L'insistance du Kremlin sur des conditions préalables souligne la complexité entourant la reprise de l'accord et met en lumière la nécessité d'une approche équilibrée qui tienne compte des préoccupations de toutes les parties concernées.

Accords négociés par les États-Unis

Les États-Unis ont réussi à négocier des accords séparés avec l'Ukraine et la Russie, visant à désamorcer le conflit en cours.

L'élément central de ces accords consiste en une cessation des hostilités dans la région de la mer Noire et en un engagement à cesser les attaques visant les infrastructures énergétiques essentielles.

Dans une démarche significative, les États-Unis se sont également engagés à plaider pour la levée de sanctions spécifiques imposées à Moscou.

Bien que les sanctions occidentales ne ciblent pas directement les exportations russes de produits alimentaires et d'engrais, Moscou affirme que ces sanctions ont créé des obstacles aux expéditions.

Ces obstacles découlent des restrictions imposées aux paiements, à la logistique et aux assurances, qui ont considérablement affecté la capacité de la Russie à exporter ces biens essentiels.

La demande SWIFT de la Russie

La Russie cherche également à réintégrer sa banque agricole d'État, Rosselkhozbank, au système international de paiements SWIFT.

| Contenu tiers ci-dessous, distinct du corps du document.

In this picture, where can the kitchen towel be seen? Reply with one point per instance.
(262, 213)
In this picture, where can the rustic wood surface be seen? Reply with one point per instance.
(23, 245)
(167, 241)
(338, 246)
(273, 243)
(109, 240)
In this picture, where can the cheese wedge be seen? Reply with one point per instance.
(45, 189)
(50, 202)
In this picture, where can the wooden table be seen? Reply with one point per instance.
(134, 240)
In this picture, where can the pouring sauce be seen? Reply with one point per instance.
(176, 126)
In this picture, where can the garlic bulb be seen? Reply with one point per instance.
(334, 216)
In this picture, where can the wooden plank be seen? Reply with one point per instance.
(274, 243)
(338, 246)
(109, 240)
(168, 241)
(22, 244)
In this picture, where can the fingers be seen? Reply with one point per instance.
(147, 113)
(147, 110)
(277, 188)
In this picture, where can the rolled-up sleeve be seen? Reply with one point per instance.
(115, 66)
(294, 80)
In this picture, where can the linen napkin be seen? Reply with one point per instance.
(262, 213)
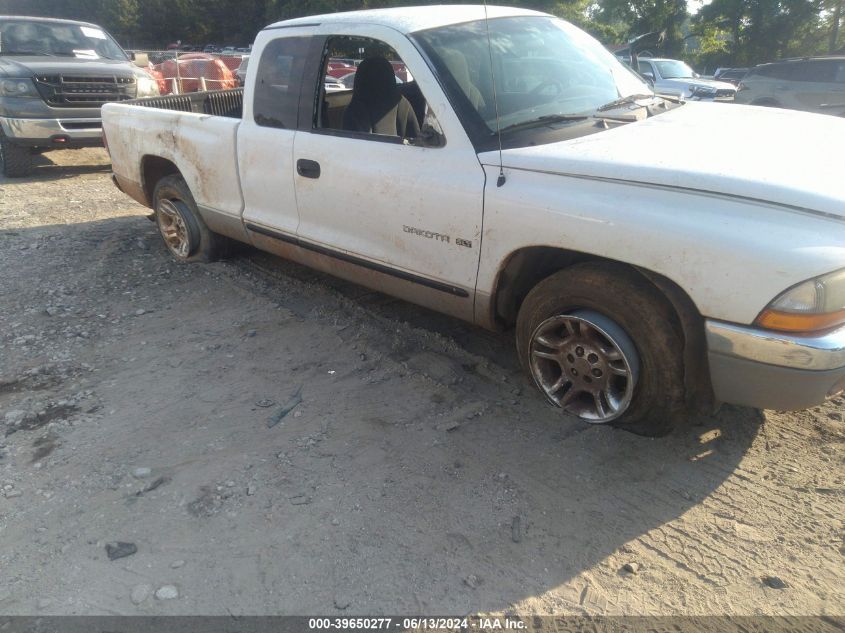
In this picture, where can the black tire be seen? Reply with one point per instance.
(197, 243)
(16, 160)
(621, 295)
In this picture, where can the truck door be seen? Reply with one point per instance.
(266, 134)
(385, 198)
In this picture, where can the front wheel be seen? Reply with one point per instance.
(602, 344)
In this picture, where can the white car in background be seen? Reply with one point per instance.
(645, 269)
(673, 77)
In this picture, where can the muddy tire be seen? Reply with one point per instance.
(15, 160)
(603, 344)
(180, 225)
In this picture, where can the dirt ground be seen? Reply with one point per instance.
(420, 473)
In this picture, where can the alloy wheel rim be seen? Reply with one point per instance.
(585, 364)
(173, 228)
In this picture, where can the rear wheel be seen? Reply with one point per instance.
(183, 230)
(602, 344)
(16, 160)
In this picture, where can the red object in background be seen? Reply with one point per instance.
(193, 67)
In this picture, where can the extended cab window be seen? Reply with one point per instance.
(278, 82)
(368, 90)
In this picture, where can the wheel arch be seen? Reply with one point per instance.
(525, 268)
(153, 169)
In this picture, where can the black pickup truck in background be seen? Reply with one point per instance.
(54, 77)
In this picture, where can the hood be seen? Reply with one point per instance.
(31, 66)
(778, 156)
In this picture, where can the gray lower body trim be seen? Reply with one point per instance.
(82, 130)
(224, 224)
(772, 370)
(816, 352)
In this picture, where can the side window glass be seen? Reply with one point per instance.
(278, 82)
(367, 89)
(819, 72)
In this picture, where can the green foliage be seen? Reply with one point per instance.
(763, 30)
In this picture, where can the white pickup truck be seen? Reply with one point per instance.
(653, 256)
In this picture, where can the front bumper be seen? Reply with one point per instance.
(53, 132)
(772, 370)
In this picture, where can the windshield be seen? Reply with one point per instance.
(59, 39)
(544, 69)
(674, 70)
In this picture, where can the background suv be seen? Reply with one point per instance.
(675, 78)
(54, 76)
(811, 84)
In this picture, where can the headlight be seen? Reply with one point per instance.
(817, 304)
(18, 88)
(147, 87)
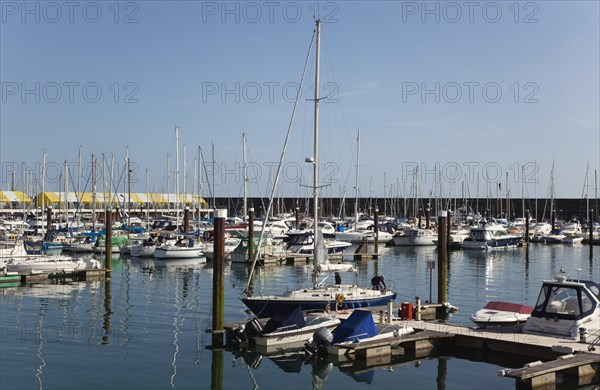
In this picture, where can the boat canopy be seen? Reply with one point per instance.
(285, 320)
(14, 197)
(358, 326)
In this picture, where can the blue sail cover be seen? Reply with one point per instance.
(358, 326)
(286, 318)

Cette mesure est considérée comme cruciale pour faciliter le commerce international et les transactions financières du secteur agricole russe.

Cependant, la reconnexion à SWIFT ne dépend pas uniquement de la Russie.

Cela nécessiterait un accord et une coopération des pays européens, qui exercent actuellement une influence significative au sein du réseau SWIFT en raison des sanctions existantes et des tensions géopolitiques.

La reconnexion potentielle de Rosselkhozbank à SWIFT pourrait faire partie d'une négociation ou d'un accord plus large entre la Russie et les nations européennes.

Cet accord pourrait impliquer des concessions ou des compromis de part et d'autre, notamment un assouplissement de certaines sanctions ou restrictions imposées à la Russie en échange du respect de conditions ou d'engagements spécifiques.

Répercussions potentielles

Les implications d'une telle décision sont multiples. Pour la Russie, cela signifierait un pas vers la normalisation de ses relations financières avec la communauté internationale et le renforcement de ses exportations agricoles.

Pour les pays européens, cela pourrait représenter une occasion de favoriser la coopération économique et d'influencer potentiellement le comportement de la Russie dans d'autres domaines.

Cependant, il pourrait également faire l'objet de critiques de la part de ceux qui le considèrent comme une concession à la Russie ou une atteinte aux sanctions existantes.

« Concernant l’initiative céréalière de la mer Noire, elle peut être activée après la mise en œuvre d’un certain nombre de conditions », a déclaré aux journalistes le porte-parole du Kremlin, Dmitri Peskov.